Rousseff, should she win, will probably find that an increasingly unified PMDB expects a greater say in policymaking. Its more market-friendly outlook appears set to grate against her economic instincts, which some analysts say place her to the left of Lula. De Souza, for one, reckons that the resulting tension could lead to the PMDB fielding its own candidate in the next presidential election. "In the past, the PMDB's negotiation with the other parties was pork and patronage. But now it sees that it can have a much enlarged role in Brazilian politics," he explains.

And that's not the only field where Lula's successor will have to chart her own path. Lula's forays into international affairs left much to be desired: He loved the international limelight, but picked his allies, and often his words, poorly. The president's casual likenings of the losers in Iran's fraudulent 2009 election to soccer fans who cannot accept their team's defeat, and of hunger-striking Cuban dissidents to common criminals, stand out as gaffes that might have sunk the more earnest Rousseff. (Lula has also called Hugo Chávez "the best president of Venezuela in the last 100 years.")

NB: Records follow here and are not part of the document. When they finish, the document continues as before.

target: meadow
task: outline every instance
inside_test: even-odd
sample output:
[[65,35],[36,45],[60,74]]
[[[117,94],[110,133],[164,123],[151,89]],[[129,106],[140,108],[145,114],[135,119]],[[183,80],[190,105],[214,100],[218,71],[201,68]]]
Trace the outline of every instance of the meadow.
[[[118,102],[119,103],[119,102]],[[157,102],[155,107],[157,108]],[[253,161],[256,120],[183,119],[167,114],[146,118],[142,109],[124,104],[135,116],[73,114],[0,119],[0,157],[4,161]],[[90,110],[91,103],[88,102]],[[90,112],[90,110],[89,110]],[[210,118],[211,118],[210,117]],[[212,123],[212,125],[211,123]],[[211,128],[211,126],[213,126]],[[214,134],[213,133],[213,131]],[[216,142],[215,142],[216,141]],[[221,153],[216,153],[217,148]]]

The more important question remains whether Lula's ecumenical approach to foreign policy can survive his departure from office. "This friends-with-all approach was achievable with Lula at the helm because his charisma could shoulder the criticisms that came with it," says João Augusto de Castro Neves, an analyst at the Woodrow Wilson International Center for Scholars.

Perhaps a victorious Rousseff will use foreign affairs to strike out on her own -- by, for instance, taking a harder line on Iran or distancing herself from Latin America's more radical leftist leaders. She has said little about the world beyond Brazil's borders, however. Most likely, she'd have to focus on her greatest challenge: filling Lula's giant shoes at home.